In 2013, a framework for process evaluations for cluster-randomized trials of complex interventions was proposed by Grant and colleagues [ 20 ]; however, these recommendations were not based upon a comprehensive, systematic review of all approaches used by others. One study found that only 30% of the randomized controlled trails had associated qualitative investigations [ 23 ]. Moreover, a large proportion of those qualitative evaluations were completed before the trial, with smaller numbers of qualitative evaluations completed during the trial or following it. Given the limitations of the process evaluation work to date, it is critical to systematically review all existing process evaluations of KT outcome assessment. Doing so will aid in the development of rigorous methodological guidance for process evaluation research of KT interventions moving forward.
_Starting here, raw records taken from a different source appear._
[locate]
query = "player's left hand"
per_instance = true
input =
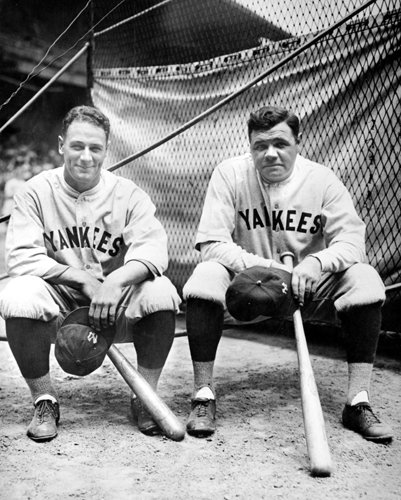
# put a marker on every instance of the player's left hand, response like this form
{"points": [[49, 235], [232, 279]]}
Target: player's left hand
{"points": [[103, 308], [305, 278]]}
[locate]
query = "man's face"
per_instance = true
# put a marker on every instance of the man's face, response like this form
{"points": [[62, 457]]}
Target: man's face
{"points": [[273, 152], [84, 149]]}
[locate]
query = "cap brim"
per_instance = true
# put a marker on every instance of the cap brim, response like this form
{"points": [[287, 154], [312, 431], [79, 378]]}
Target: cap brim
{"points": [[79, 316]]}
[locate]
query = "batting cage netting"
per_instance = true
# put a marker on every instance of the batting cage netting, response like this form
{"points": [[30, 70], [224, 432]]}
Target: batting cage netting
{"points": [[158, 65]]}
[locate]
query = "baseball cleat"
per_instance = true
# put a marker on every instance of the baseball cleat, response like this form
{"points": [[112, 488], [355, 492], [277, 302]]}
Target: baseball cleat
{"points": [[143, 419], [360, 418], [202, 419], [43, 426]]}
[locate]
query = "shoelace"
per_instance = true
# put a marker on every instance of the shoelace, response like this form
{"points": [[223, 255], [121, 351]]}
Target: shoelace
{"points": [[45, 408], [367, 411]]}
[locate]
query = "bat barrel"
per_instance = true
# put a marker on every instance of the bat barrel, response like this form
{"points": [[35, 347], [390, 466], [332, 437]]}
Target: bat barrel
{"points": [[161, 413]]}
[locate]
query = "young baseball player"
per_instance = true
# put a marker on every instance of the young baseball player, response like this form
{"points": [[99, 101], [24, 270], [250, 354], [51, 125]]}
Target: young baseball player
{"points": [[258, 206], [82, 236]]}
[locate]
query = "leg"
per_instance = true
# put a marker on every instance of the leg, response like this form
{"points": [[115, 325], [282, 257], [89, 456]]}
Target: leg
{"points": [[205, 292], [362, 329], [357, 294], [148, 313], [21, 302], [153, 337]]}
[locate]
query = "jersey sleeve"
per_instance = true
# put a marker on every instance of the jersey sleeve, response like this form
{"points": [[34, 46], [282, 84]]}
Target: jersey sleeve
{"points": [[214, 238], [25, 249], [144, 235], [343, 229]]}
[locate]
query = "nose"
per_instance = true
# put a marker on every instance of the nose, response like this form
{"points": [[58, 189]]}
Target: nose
{"points": [[86, 155], [271, 151]]}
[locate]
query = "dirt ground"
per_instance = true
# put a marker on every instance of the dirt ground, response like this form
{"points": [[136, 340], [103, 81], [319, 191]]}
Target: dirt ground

The aim of our systematic review is to synthesize the existing evidence on process evaluation studies assessing KT interventions. The purpose of our review is to make explicit the current state of methodological guidance for process evaluation research with the aim of providing recommendations for multiple end-user groups. This knowledge is critically important for healthcare providers, health quality consultants, decision and policy makers, non-governmental organizations, governmental departments, and health services researchers to evaluate the effectiveness of their KT efforts in order to ensure scarce healthcare resources are effectively utilized and enhanced knowledge is properly generalized to benefit others.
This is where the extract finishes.